Bioinformatics - Lab 6
Phylogenetic Trees
David Gilbert

The aim of this lab is to give you practical experience in the concepts from the lecture on phylogenetic trees.

Software

Polytree:

Phylip:

Blast:


Exercises

(A) Identify the phylogeny of Globin Sequences (Beta-Chain).

Using Clustalw/Phylip to compute distances/matrices: step by step.

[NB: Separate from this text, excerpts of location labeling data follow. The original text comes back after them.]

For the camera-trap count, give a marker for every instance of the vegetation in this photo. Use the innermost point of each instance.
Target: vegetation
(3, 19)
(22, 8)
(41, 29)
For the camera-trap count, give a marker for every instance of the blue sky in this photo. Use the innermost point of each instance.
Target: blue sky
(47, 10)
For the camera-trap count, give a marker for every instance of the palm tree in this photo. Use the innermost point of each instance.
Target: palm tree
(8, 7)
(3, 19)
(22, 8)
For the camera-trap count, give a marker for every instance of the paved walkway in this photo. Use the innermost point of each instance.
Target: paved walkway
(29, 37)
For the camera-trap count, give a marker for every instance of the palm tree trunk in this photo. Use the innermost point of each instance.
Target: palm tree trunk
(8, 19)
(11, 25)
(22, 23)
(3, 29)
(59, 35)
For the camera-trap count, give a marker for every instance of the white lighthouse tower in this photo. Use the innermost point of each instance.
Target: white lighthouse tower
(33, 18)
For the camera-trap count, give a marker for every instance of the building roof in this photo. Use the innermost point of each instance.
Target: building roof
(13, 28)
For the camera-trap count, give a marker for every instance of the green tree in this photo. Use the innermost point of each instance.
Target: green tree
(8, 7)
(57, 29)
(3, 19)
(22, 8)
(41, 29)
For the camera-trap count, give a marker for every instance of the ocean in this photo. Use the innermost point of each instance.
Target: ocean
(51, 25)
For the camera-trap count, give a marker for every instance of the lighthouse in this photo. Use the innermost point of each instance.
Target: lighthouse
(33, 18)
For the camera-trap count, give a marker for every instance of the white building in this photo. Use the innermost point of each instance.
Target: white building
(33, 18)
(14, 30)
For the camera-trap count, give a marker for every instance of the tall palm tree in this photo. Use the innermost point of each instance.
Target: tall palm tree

  1. Download the globin sequences (amino-acids, in fasta format) from the course website
  2. Use clustalw as either the command-line version or the web-based version (see Lab 4).
    E.g. (web-based):
  3. Go to the directory where that you have saved the input file.
  4. Calculate the distance matrix for the input file. In your terminal, invoke the protdist program by typing the command
    protdist
  5. Enter the input file name (of your alignments from clustalw) to the console. E.g. 'globins_all.phy'
  6. protdist outputs an outfile that calculates the distance matrix.
  7. Change the name for this outfile (e.g. mv outfile outfile.matrix)
  8. Now we will produce neighbour-joining trees for the input sequences using neighbor. Invoke the neighbor program by typing the command
    neighbor
  9. Enter the matrix file name to the console. (e.g. outfile.matrix)
  10. You can choose to produce a Neighbour-joining tree or a UPGMA tree from the console.
  11. neighbor outputs two different files, the outfile (tree visualisation) and the treefile (distances).
  12. You can plot an unrooted tree (for neighbour-joining) using
    drawtree
    or a rooted tree (for UPGMA) using
    drawgram
    which will require your treefile
    Note that this program will also ask you for a 'fontfile'; these are
    /users/students4/software/public/Bio4/bin/phylip3.65/font1
    /users/students4/software/public/Bio4/bin/phylip3.65/font2
    up to font6
  13. You can try to generate trees using the fitch or kitsch programs from the phylip package. You can plot these using either the drawtree or drawgram programs.

(B) Origin and evolution of HIV

Data: this can be either

  • Some HIV nucleotide sequences that you can investigate are here, in fasta format. These sequences are from HIV subtype C viruses from South Africa (C.ZA sequences) and from India (C.IN sequences). (from http://www.sanbi.ac.za/mrc/tdr2003/material/phylo_tut.2.html) OR

  • FASTA files containing the amino acid sequences for the env, gag and pol proteins from the isolates in the list below. (from http://artedi.ebc.uu.se/course/UGSBR/hiv/)

     

    no

    Isolate

    Accession no

    Subtype/animal

    1

    HIV-1ELI

    K03454

    D

    2

    HIV-1LAI

    K02013

    B

    3

    HIV-1NDK

    M27323

    D

    4

    HIV-2D205

    X61240

    B

    5

    HIV-2ROD

    M15390

    A

    6

    HIV-2ST

    M31113

    A

    7

    HIV-2UCI

    L07625

    B

    8

    SIVmac

    M19499

    macaque

    9

    SIVcpz

    X52154

    chimpanzee

    10

    SIVagm

    M58410

    African green monkey

    11

    SIVman

    X14307

    mangabey

     

    1. Using the same procedure as (A), perform a multiple alignment using clustalw, with output in phylip format.
    2. Using the appropriate programs from the phylip package:
      1. Construct the distance matrix this time using dnadist (why?),
      2. generate the tree and
      3. visualise the tree

    (C) Origin and evolution of H5N1

    Try to construct phylogenetic trees from some examples of the H5N1 virus.